Si guarda allo specchio per controllare che sia tutto a posto e il riflesso le piace. Sorride. È da un’eternità che si è presa questa cotta per il portiere della Toho. È bellissimo. Era stato impossibile non rimanerne folgorata quando aveva assistito a una partita: le movenze feline in porta, quei capelli corvini lunghi che ricadevano sulle spalle ampie. Si era appostata con le altre per vedere i giocatori all’uscita a fine partita, camminavano insieme, sicuri di sé, chiacchieravano e ridacchiavano, consapevoli di essere l’oggetto dell’attenzione delle ragazze assiepate all’altro lato della strada ma lei vedeva solo lui, che camminava accanto al capitano, i capelli bagnati e la sacca sulla spalla. Aveva cercato di sapere tutto quello che poteva su di Ken: classe e corsi frequentati, amicizie, famiglia di origine. Tutto materiale che poteva contribuire ad alimentare la sua ossessione. Lo sognava di notte, e se non lo sognava viveva dei sogni ad occhi aperti prima di addormentarsi che avevano lui protagonista. Ovviamente innamorato di lei. O almeno sedotto. Comunque. Era quasi arrivato il momento di provare a realizzare almeno qualcuna di quelle fantasie che popolavano la sua mente e un senso di eccitazione latente cominciava a risvegliarsi dentro di lei.       

Oh, my love oh, yeah, yeah, I’m in love, yeah           
                                                                     
Aveva aspettato per settimane questa occasione, sapeva che difficilmente le sarebbe capitata una migliore opportunità di avvicinarlo. Aveva scelto con estrema cura come vestirsi. La minigonna lasciava scoperte le gambe, il rossetto la rendeva sicura di sé, e si sentiva su di giri. Raggiunse il locale con le amiche, erano tutte elettrizzate, il tono delle voci più squillante del solito, le risate più rumorose. Loro sapevano della sua infatuazione, d’altra parte lei parlava di lui ogni volta che poteva, e alcune facevano il tifo per la serata. La musica era alta, sentiva le vibrazioni dei bassi nella pancia. C’era tantissima gente, cercò di allungare il collo per guardarsi in giro ma non vedeva nessun volto noto. Le luci soffuse del locale non aiutavano. Vide gruppi di ragazzi e ragazze, qualcuno ballava, altri bevevano, qualcuno stava già pomiciando agli angoli della sala. Beh, ok, meglio cercare di tranquillizzarsi. Le ragazze si avvicinarono al bancone del bar per prendere da bere e continuarono a lanciare occhiate in giro.

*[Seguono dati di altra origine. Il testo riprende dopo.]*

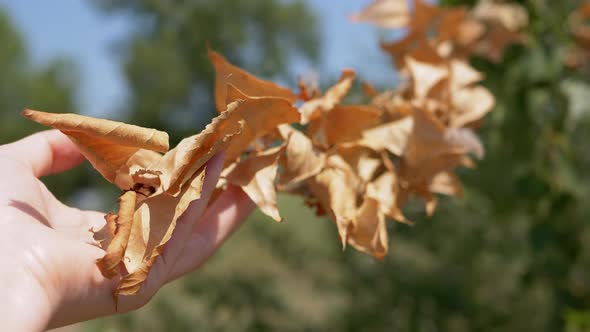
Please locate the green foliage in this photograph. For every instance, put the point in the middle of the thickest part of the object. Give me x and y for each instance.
(47, 87)
(512, 255)
(166, 63)
(509, 256)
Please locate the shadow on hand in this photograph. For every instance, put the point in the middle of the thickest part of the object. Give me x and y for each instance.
(30, 210)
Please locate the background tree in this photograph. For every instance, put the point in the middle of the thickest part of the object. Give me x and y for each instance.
(512, 255)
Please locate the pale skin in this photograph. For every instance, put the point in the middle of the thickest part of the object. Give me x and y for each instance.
(48, 276)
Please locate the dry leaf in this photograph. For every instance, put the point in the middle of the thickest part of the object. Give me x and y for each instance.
(227, 74)
(256, 175)
(335, 189)
(368, 232)
(333, 96)
(113, 148)
(109, 263)
(342, 123)
(153, 223)
(385, 13)
(391, 136)
(386, 190)
(301, 160)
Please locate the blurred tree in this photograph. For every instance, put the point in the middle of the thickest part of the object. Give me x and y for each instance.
(165, 60)
(25, 85)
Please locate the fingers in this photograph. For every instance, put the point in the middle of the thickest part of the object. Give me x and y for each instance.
(220, 220)
(186, 222)
(46, 152)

Al piano di sopra Ken era appoggiato a uno degli sgabelli del bar e si stava lamentando con Kojiro della situazione.
«Mi piacerebbe che mi spiegassi cosa siamo venuti a fare qui stasera. Ti ricordo che domani abbiamo i test di fine semestre.» Espressione corrucciata e aria annoiata, non aveva gradito l’idea del capitano di uscire per andare a una festa. Era da un po’ di tempo che non gli andava proprio di uscire, vedere gente in generale, vedere gente appiccicarsi e divertirsi in particolare. Kojiro invece pareva proprio contento di trovarsi lì, muoveva impercettibilmente la testa al ritmo della musica e aveva un sorriso sornione.
«Ti fa bene, magari ti ricordi cosa vuol dire fare serata. Sono passati mesi Ken, è ora di darsi una mossa.» Già, mesi da quando era stato piantato senza tante cerimonie dalla sua attuale ex ragazza nonché attuale ragazza del capitano della squadra di baseball della scuola.
«Bisogna reagire. Ti sei concentrato sul calcio, e va benissimo, e sugli studi, e pure va bene, ma ormai è arrivato il momento di uscire, di incontrare gente, di farsi due risate, e questa è un’occasione perfetta.»
«Non ne ho voglia e lo sai.»
«Faccio finta di non sentirti quando ti lamenti, non ho voglia io di perdere tempo ad ascoltarti. Su, che prendi da bere?»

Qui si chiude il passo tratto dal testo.